Aus Elternzeit ins Spitzenamt

IG Metall Bayern bekommt zum Jahreswechsel jugendlichen Chef

15. September 2026 , 15:48 Uhr

Der IG Metall in Bayern steht ein Generationswechsel bevor: Zum Jahreswechsel rückt zum ersten Mal seit 2010 kein lang gedienter Funktionär an die Spitze des Landesbezirks.

Die IG Metall in Bayern bekommt zum Jahreswechsel einen neuen Landeschef: Amtsinhaber Horst Ott gibt sein Amt als Bezirksleiter zum 31. Dezember 2026 ab, wie die Gewerkschaft miteilte. Nachfolger wird der 36 Jahre alte Rico Irmischer, der 1. Bevollmächtigte der IG Metall in Regensburg. Der Generationenwechsel an der Spitze der IG Metall Bayern ist damit erreicht, wie es in der Mitteilung hieß. 

Ott steht der IG Metall im Freistaat seit 1. April 2023 vor und wird damit sein Amt nach etwas weniger als vier Jahren abgeben. «Meine persönliche Lebensplanung sieht seit langem vor, mit 60 Jahren hauptamtlich in den Ruhestand zu gehen», sagte der Maschinenschlosser. Nachfolger Irmischer ist derzeit noch in Elternzeit.

Tarifrunde vor der Tür

Die letzten Monate des scheidenden Bezirkschefs Ott in der Münchner IG Metall-Zentrale werden kein vorgezogener Ruhestand sein: In der Metallindustrie stehen voraussichtlich schwierige Tarifverhandlungen an. Vielen Unternehmen geht es schlecht, einzelne Teilbereiche jedoch florieren: Autoindustrie und Maschinenbau sind seit Jahren in der Krise, während Rüstungs- und Luftfahrtindustrie zulegen. 
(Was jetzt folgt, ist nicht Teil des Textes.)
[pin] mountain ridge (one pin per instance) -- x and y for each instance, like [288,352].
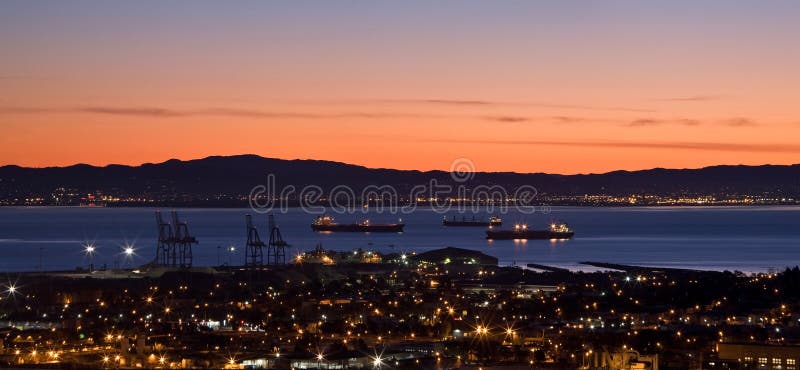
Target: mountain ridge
[235,176]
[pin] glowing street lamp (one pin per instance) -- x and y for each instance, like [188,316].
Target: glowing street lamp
[89,249]
[377,362]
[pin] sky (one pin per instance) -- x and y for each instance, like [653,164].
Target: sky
[528,86]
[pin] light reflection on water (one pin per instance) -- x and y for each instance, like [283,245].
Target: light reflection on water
[736,238]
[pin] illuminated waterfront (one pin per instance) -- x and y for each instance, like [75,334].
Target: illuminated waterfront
[735,238]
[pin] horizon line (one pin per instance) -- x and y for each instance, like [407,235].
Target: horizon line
[135,165]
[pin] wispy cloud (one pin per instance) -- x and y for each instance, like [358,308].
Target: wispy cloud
[508,119]
[711,146]
[157,112]
[459,102]
[730,122]
[693,98]
[463,102]
[642,122]
[739,122]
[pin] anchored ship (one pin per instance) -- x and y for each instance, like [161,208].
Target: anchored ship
[493,221]
[326,223]
[557,230]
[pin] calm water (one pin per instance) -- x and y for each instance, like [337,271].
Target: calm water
[746,239]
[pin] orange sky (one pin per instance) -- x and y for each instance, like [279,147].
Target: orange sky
[512,87]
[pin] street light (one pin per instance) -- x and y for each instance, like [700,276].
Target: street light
[377,362]
[89,249]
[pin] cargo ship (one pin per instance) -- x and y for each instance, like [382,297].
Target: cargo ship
[493,221]
[521,231]
[326,223]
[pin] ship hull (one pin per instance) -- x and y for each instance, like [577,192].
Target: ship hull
[471,223]
[527,234]
[358,228]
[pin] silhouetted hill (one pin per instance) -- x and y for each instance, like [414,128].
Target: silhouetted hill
[224,177]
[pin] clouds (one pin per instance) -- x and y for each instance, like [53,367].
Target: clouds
[729,122]
[673,145]
[643,122]
[525,104]
[160,112]
[693,98]
[326,114]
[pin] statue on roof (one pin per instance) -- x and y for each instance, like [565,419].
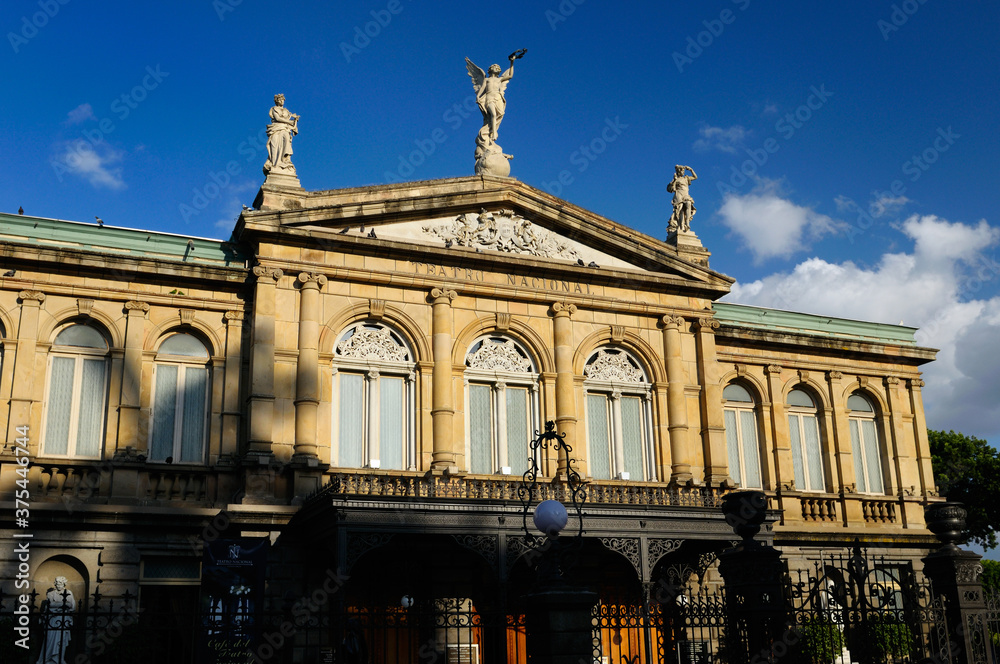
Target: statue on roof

Sofern nicht in den nächsten Monaten ein unvorhergesehenes Ereignis den Fahrplan durcheinander bringt, wird Irmischer der jüngste Landesbezirksleiter der IG Metall seit 1988 sein. Der damals im Alter von 38 Jahren gekürte Werner Neugebauer blieb 22 Jahre lang bis 2010 auf dem Chefsessel.